A documentary film that just opened at the Angelika Film Center, Genius Within: The Inner Life of Glenn Gould, directed by Michele Hozer and Peter Raymont, goes a long way towards filling out the details of his very strange life.
In typical documentary style, there are interviews with friends and colleagues, both the well-known and the relatively obscure. Big name musicians range from pianist/conductor Vladimir Ashkenazy and Jamie Laredo to Petula Clark. His scandalous affair with the wife of composer Lukas Foss is explored with Cornelia Foss herself. Her children, Christopher and Eliza, are also interviewed about the bizarre years of their childhood when their mother packed them up, left their father and moved to Toronto to move in with Gould.
She moved back some years later, and the impact of that reversal on the children is also explored. The singer Roxolana Roslak also talks candidly about her equally disreputable affair with Gould.
Video clips from various historical documentaries, personal videos, studio outtakes and recorded concerts alternate with the interviews.
These are fascinating because you can see his disintegration from boyishly handsome 23 year old, with a mop of curls dangling on his forehead, to a gaunt and haunted man looking old beyond his years. He accented his thinning hair by slicking it back and letting his sideburns grow wild bushy. He would dress in a wool overcoat, scarf and gloves even in the summer. He had few friends, and they only remained so out of shear determination. Yet, thousands attended his funeral and his recordings still sell today.
But mostly, this film is about the music and Gould’s unconventional approach to what he played.
The concert and studio clips are riveting. Gould sat on a small beat-up chair that he carried around with him to every concert. This placed him very low to the piano, with his knobby knees almost hitting the underneath of the keyboard. His long thin arms are bent and equally long fingers reach down for the keys. Watching him, you are reminded of a praying mantis as he hunches over the instrument.

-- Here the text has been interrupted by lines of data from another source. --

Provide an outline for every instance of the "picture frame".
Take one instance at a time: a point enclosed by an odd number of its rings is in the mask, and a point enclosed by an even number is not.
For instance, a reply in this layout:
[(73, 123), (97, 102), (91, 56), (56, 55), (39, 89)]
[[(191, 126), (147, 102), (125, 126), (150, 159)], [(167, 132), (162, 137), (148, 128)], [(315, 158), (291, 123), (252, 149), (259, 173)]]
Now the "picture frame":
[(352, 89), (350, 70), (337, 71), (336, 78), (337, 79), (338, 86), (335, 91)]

His playing was so clean and perfect that it almost sounded like some mechanical device was doing the work instead of a human. He notoriously sang along and you can hear him clearly on many of his recordings. His tempi were also controversial. There is a famous clip of Leonard Bernstein speaking before a performance with Gould and the New York Philharmonic of the Brahms Concerto No. 1, disavowing what was to come. Bernstein disagreed with Gould completely, but decided to let him play it as he wished, but felt he had to say something before the performance began.
The movie runs a little long (just under two hours) and could have benefited from some more editing, but it is as good a biopic and you are likely to see about anyone who eschewed the public.
It’s a must for classical music fans, but also an excellent study of the desultory effects of obsession on a genius in any field of endeavor.